Я говорил себе, что если когда-нибудь она любила меня больше, чем брата, то теперь она должна быть для меня еще священнее, чем прежде. Ведь она помнит, что она являлась поверенной моих тайн, помнит, как ей нужно было побороть свое чувство, чтобы относиться ко мне по-дружески и по-братски. Если же она никогда не любила меня, то как мог я надеяться, что теперь она полюбит?
Я всегда считал себя слабым по сравнению с ней, такой твердой и сильной духом. А теперь я все больше и больше чувствовал это. Когда-то, пожалуй, мы с ней и могли быть ближе друг для друга, но время ушло, я упустил его и сам виноват, что ее потерял.
Конечно, все эти бесплодные сожаления очень терзали меня. В то же время совесть говорила мне, что честь и долг не позволяют мне теперь навязывать себя, смотрящего на все так безнадежно, милой девушке, от которой, будучи жизнерадостным, полным надежд, я сам легкомысленно отвернулся. Я даже не старался скрыть от себя, что люблю Агнессу и предан ей всей душой, но вместе с тем я уверил себя, что теперь слишком поздно и единственное, что остается делать, это беречь наши братские отношения.
Все это мучило и волновало меня с момента отъезда за границу и до самого возвращения на родину...
Прошло три года, как отплыл корабль с эмигрантами.
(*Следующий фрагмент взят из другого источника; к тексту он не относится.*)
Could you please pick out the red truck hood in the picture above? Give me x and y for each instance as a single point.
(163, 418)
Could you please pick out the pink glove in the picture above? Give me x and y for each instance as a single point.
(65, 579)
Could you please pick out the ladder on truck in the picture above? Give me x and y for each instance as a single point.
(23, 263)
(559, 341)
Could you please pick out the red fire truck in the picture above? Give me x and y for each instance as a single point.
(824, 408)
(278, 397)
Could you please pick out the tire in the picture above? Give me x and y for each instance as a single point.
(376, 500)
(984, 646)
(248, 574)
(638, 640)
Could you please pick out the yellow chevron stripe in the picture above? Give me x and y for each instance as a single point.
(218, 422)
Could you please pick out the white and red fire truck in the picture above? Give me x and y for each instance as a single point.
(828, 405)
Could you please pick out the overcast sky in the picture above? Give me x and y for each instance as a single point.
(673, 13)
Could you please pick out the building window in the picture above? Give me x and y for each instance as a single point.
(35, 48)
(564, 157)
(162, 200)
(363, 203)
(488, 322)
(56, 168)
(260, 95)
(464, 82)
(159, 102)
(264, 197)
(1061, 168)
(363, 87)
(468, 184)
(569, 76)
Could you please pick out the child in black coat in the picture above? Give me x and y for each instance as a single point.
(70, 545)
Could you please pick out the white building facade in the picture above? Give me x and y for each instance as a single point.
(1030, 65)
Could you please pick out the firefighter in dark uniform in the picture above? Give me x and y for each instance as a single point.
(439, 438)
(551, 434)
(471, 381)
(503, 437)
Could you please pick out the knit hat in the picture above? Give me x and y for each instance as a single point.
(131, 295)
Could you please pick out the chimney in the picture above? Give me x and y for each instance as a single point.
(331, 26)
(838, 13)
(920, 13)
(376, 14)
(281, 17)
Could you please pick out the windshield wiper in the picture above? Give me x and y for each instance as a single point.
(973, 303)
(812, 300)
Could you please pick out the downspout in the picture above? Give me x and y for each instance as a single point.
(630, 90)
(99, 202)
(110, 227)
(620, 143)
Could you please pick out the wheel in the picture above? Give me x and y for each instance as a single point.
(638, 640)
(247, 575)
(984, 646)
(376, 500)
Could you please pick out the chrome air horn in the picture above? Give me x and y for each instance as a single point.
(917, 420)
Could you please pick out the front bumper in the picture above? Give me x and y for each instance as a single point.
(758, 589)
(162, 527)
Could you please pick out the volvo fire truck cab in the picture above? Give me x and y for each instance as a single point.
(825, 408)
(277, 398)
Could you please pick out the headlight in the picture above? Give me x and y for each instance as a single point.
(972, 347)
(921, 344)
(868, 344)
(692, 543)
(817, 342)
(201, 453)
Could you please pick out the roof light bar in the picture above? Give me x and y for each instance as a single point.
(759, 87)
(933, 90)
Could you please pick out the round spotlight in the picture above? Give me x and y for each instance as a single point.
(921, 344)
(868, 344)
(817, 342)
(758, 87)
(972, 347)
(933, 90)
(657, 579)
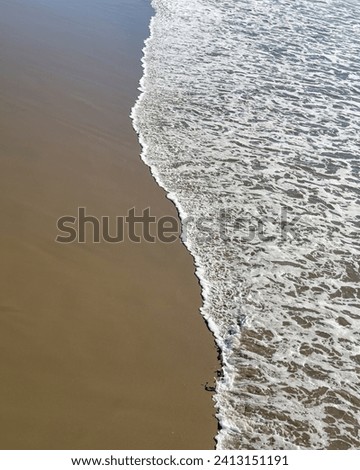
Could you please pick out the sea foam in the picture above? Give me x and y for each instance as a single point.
(249, 118)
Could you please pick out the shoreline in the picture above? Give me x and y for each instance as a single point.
(103, 347)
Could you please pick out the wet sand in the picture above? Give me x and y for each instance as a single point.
(101, 345)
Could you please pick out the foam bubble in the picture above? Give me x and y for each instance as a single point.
(249, 118)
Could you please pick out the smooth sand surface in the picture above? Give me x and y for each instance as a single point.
(101, 345)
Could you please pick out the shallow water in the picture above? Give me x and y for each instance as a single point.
(249, 118)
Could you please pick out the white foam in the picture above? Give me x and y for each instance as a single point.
(253, 106)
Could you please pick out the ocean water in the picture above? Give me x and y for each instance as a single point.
(249, 117)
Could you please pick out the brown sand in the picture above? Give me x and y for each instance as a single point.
(102, 345)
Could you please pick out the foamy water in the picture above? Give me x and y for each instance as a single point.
(250, 119)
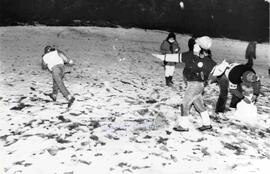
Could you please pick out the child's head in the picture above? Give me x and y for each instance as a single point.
(48, 49)
(191, 43)
(171, 37)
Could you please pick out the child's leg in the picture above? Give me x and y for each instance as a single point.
(58, 74)
(182, 122)
(223, 84)
(55, 88)
(235, 99)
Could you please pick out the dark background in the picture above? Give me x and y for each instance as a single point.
(238, 19)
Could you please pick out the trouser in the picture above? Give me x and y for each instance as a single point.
(223, 84)
(169, 70)
(193, 95)
(235, 100)
(58, 84)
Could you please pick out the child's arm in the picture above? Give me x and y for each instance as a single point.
(64, 57)
(43, 64)
(169, 57)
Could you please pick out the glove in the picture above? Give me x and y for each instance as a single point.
(247, 100)
(254, 98)
(161, 57)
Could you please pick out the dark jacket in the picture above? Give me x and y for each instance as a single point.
(169, 48)
(235, 77)
(196, 68)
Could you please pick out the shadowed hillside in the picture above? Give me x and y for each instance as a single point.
(241, 19)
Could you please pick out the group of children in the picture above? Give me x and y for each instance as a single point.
(199, 68)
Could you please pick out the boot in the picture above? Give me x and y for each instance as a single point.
(167, 81)
(71, 100)
(170, 79)
(52, 96)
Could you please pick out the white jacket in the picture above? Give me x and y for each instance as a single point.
(51, 59)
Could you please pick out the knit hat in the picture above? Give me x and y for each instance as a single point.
(249, 77)
(171, 35)
(191, 43)
(48, 49)
(220, 68)
(204, 42)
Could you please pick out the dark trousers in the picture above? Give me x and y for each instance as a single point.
(223, 84)
(58, 84)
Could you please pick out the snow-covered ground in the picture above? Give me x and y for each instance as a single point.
(121, 121)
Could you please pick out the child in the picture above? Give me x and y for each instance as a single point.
(200, 64)
(169, 46)
(54, 60)
(237, 76)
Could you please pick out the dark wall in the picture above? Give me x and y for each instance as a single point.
(238, 19)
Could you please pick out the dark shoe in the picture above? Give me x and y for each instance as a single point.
(71, 101)
(167, 81)
(170, 79)
(204, 127)
(52, 96)
(180, 129)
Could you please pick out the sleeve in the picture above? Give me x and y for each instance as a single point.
(184, 57)
(43, 64)
(235, 91)
(164, 48)
(256, 87)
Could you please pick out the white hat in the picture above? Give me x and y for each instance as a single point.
(220, 68)
(204, 42)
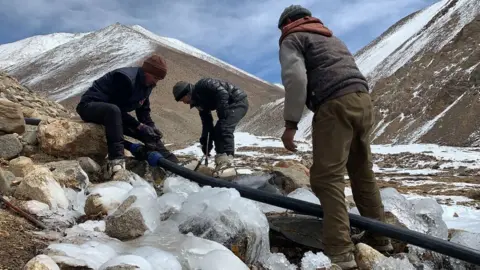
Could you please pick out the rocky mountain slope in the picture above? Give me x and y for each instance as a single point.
(424, 77)
(58, 212)
(67, 64)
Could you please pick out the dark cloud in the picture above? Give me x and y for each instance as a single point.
(241, 32)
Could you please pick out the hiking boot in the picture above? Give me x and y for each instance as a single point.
(113, 166)
(344, 261)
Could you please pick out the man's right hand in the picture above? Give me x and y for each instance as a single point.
(148, 132)
(204, 143)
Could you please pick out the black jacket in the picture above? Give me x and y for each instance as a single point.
(126, 88)
(210, 94)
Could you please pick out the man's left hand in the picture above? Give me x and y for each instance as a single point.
(287, 139)
(159, 133)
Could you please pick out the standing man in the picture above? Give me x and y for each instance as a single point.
(231, 104)
(319, 71)
(110, 98)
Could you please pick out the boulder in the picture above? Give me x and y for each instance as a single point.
(291, 178)
(467, 239)
(89, 165)
(69, 173)
(68, 138)
(136, 215)
(11, 117)
(367, 256)
(41, 262)
(21, 166)
(30, 135)
(29, 150)
(41, 185)
(10, 146)
(6, 179)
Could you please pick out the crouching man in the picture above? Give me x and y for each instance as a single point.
(319, 71)
(231, 105)
(110, 98)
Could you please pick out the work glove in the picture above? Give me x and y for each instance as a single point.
(158, 132)
(148, 134)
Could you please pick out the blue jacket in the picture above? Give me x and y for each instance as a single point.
(126, 88)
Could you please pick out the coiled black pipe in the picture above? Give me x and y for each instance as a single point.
(412, 237)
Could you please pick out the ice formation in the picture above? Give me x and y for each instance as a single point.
(278, 261)
(312, 261)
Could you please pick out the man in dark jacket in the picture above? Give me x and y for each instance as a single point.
(110, 98)
(319, 71)
(231, 104)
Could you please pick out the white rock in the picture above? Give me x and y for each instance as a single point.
(180, 185)
(219, 260)
(169, 204)
(35, 207)
(89, 165)
(160, 259)
(221, 215)
(390, 263)
(125, 261)
(41, 262)
(10, 146)
(69, 173)
(90, 254)
(106, 197)
(20, 166)
(136, 215)
(40, 185)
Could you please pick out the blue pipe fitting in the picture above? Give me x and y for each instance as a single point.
(153, 158)
(134, 147)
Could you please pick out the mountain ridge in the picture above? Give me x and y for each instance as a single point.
(64, 72)
(388, 63)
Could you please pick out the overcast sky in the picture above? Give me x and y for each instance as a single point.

И вот я снова стою на том же месте, только на палубе пакетбота, доставившего меня на родину, стою в тот же самый час солнечного заката и смотрю на розовую воду, в которой тогда отражался корабль, отплывавший с моими друзьями в далекую Австралию.
Три года... Как долго тянулись они, когда переживались один за другим, а теперь мне казалось, что они пролетели мгновенно. Мила мне родина, мила Агнесса, но она не моя и никогда не будет моей... А могла бы быть... Но все это позади.
Я приехал в Лондон холодным осенним вечером. Было темно, шел дождь, и я в одну минуту увидел больше грязи и тумана, чем за весь последний год за границей. Из таможни я пошел пешком и только у Обелиска нашел извозчика. Хотя и фронтоны домов и вздувшиеся под ними водосточные канавы казались мне старыми друзьями, но все-таки я не мог не сознаться, что друзья эти очень закопчены. Я часто замечал, что когда уезжаешь из какого-нибудь хорошо знакомого места, то это как бы служит сигналом для перемены в нем. И вот из окна моей извозчичьей кареты я заметил, что старинный дом на Флит-стрит, к которому, наверное, сотню лет не прикасалась рука ни маляра, ни плотника, ни каменщика, был снесен. Заметил я также, что соседняя улица, бывшая в почете за древность, но известная своими антисанитарными условиями и неудобствами, осушена и расширена. Тут у меня мелькнуло в голове, что, пожалуй, за это время мог постареть и самый собор св. Павла.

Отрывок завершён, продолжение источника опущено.